Powell & Pressburger’s
A MATTER OF LIFE AND DEATH

Must End Thursday, January 4

REVISED SHOWTIMES

2:00   4:05   6:10 

NEW 4K RESTORATION

Directed by Michael Powell and Emeric Pressburger

Starring David Niven and Kim Hunter

(1946) Back from bombing Germany, RAF flyboy David Niven crashes into the Channel, despite American operator Kim Hunter’s efforts to talk him down – but he isn’t dead yet, since Collector 71 (Marius Goring), a previously beheaded French aristocrat, has missed his scheduled soul pickup due to heavy fog. Asked to make a film promoting Anglo-American goodwill, Powell & Pressburger (The Red Shoes, Tales of Hoffmann, etc.) soared into otherworldly whimsical fantasy, moving from the great Jack Cardiff’s Technicolor-drenched Earthly photography (more dazzling than ever in this new restoration), to a grandiose celestial trial with Raymond Massey as Niven’s snarling prosecutor, in glorious pearly hued black & white. “One is starved for Technicolor up there,” Goring remarks from Earth. 4K DCP restoration. ​Approx. 104 min.

A SONY PICTURES RELEASE.

Restored in 4K by Sony Pictures Entertainment from the original Technicolor 3-strip picture negative. 4K scanning by Cineric, New York; Image restoration by L'Immagine Ritrovata, Bologna; Audio restoration by Deluxe Hollywood; color grading, conform, additional image restoration, DCP creation by Deluxe Culver City.

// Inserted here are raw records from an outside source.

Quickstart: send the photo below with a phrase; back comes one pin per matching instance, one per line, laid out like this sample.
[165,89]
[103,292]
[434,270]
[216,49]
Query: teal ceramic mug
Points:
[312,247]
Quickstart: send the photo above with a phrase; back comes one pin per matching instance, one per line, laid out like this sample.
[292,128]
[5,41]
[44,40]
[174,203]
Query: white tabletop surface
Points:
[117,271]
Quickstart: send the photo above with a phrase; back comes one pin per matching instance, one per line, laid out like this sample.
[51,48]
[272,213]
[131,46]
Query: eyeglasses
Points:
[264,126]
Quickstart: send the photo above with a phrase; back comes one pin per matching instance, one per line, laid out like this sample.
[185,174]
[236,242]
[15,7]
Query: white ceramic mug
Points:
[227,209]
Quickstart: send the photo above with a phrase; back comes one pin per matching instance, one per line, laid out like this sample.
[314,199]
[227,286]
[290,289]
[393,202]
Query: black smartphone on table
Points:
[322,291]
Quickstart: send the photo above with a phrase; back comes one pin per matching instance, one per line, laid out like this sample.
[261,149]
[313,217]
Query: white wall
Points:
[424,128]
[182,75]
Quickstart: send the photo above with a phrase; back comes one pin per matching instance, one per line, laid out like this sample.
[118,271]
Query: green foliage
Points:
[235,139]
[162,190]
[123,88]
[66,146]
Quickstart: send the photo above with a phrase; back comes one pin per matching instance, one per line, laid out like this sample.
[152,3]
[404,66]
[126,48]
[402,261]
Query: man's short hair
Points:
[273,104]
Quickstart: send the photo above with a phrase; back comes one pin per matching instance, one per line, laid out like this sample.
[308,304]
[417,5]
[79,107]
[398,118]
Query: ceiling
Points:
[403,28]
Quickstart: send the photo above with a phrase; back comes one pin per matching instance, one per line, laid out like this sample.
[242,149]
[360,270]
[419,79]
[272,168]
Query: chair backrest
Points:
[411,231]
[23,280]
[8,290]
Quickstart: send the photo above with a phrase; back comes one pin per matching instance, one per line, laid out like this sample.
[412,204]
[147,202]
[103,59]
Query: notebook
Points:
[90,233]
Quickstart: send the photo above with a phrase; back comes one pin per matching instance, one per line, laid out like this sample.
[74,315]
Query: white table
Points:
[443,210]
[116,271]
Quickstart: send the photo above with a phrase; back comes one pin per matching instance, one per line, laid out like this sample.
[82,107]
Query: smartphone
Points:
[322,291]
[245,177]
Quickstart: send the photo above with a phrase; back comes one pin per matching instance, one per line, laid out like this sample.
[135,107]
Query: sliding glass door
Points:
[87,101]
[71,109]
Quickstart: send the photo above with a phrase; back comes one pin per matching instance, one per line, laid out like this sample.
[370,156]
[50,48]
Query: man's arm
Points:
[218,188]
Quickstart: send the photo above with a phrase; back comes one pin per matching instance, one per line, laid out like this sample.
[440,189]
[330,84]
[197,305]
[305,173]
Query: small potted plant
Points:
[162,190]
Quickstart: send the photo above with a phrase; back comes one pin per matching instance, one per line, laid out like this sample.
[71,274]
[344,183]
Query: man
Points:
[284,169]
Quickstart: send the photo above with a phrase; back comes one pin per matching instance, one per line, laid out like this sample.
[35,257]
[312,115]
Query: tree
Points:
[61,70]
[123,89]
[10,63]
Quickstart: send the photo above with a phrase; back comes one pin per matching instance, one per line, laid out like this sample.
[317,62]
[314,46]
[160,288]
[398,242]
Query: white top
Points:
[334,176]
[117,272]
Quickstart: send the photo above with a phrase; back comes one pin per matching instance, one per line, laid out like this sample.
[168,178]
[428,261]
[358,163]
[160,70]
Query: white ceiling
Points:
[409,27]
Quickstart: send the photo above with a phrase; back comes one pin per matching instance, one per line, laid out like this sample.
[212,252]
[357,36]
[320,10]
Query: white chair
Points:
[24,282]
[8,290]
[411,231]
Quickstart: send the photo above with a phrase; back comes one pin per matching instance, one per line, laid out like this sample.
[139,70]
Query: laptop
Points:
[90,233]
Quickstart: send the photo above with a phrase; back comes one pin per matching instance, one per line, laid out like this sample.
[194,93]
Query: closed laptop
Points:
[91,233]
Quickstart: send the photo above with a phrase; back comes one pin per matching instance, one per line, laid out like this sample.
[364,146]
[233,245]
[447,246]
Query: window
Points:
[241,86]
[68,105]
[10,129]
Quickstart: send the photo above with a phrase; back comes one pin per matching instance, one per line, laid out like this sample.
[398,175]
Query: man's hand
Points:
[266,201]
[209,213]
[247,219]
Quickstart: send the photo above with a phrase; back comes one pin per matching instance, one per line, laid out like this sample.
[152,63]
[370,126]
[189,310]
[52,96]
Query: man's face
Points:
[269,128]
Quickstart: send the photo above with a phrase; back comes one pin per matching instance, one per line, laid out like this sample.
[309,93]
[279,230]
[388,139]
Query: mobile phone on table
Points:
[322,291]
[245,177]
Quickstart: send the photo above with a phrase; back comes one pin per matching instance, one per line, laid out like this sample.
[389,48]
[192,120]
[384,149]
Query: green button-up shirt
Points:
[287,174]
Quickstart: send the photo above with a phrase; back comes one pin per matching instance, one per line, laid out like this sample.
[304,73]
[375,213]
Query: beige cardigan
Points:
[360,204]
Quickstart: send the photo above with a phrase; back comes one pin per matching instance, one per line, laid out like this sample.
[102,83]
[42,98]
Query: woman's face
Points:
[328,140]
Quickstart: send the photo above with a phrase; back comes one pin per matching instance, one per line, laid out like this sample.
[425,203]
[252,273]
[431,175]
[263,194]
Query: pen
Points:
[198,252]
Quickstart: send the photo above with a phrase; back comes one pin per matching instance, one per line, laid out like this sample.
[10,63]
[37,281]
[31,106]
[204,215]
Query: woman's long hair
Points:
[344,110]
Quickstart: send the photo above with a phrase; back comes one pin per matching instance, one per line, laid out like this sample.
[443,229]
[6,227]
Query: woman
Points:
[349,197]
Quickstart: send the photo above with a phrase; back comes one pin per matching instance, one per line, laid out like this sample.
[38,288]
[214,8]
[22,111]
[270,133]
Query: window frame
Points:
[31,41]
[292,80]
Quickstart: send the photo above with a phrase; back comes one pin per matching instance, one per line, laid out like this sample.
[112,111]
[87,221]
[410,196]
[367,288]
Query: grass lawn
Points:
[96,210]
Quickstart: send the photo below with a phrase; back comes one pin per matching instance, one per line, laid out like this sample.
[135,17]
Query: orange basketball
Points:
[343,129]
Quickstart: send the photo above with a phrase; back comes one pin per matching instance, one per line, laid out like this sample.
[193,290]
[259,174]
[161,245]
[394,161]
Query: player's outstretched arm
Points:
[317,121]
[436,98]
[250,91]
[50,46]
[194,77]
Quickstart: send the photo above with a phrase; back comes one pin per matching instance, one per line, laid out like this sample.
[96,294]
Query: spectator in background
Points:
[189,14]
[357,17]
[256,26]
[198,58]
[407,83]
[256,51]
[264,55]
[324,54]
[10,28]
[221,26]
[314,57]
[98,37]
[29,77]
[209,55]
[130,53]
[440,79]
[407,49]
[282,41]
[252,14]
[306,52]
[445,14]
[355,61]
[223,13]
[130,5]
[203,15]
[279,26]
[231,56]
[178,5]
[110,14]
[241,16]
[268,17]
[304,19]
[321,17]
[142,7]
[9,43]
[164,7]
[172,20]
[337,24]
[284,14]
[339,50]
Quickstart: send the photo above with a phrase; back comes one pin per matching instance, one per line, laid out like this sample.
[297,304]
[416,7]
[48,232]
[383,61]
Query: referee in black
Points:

Read more about the restoration here.

SPEND NEW YEAR’S EVE WITH POWELL, PRESSBURGER, HUNTER AND NIVEN.
Free bubbly for 7:40 and 9:50 ticketholders on Sunday, December 31.

Reviews

“Not only a great movie, but also — thanks to the cinematographer Jack Cardiff — one of the high points of the heyday of Technicolor.” 
– Ben Kenigsberg, The New York Times

“AN ASTONISHMENT. Epic and intimate, surveying nothing less than the breadth of creation and the first spark of new love… [Powell and Pressburger] regard death and what follows with a reserved awe, and the film — like all of their best — bursts with tantalizing ideas, surprising connections, suggestive flights of fancy… Remains overwhelmingly powerful, a reminder from across the pond that the strength of America is in its diversity, its capacity for forward thinking and humanistic decency. It’s an ideal to aspire toward, no matter how often this country manages to disappoint.”
– Alan Scherstuhl, The Village Voice

“A ROMANTIC, DARING AND BEAUTIFULLY REALIZED ALLEGORICAL FANTASY – ONE OF THE BEST OF THE POWELL/PRESSBURGER MOVIES.”
– Martin Scorsese

“One of the most audacious films ever made - in its grandiose vision, and in the cozy English way it’s expressed… The special effects show a universe that never existed until this movie was made, and the vision is breathtaking in its originality.”
– Roger Ebert

“It is a film with incredible self-possession, at once a playful miniature of innocent love and grandiose epic.”
– Peter Bradshaw, The Guardian

“A virtuoso opening shot displays Powell’s ambitions: nothing less than a tracking movement across the universe, beginning with a distant galaxy and coming to fix on the cockpit of a British bomber, returning toward Dover from an air raid deep within Germany… Like so many of the films that Powell and Pressburger made together A Matter of Life and Death seems to overflow with ideas. In between international politics and metaphysical speculation, the film even finds room for some cinematic self-referentiality.”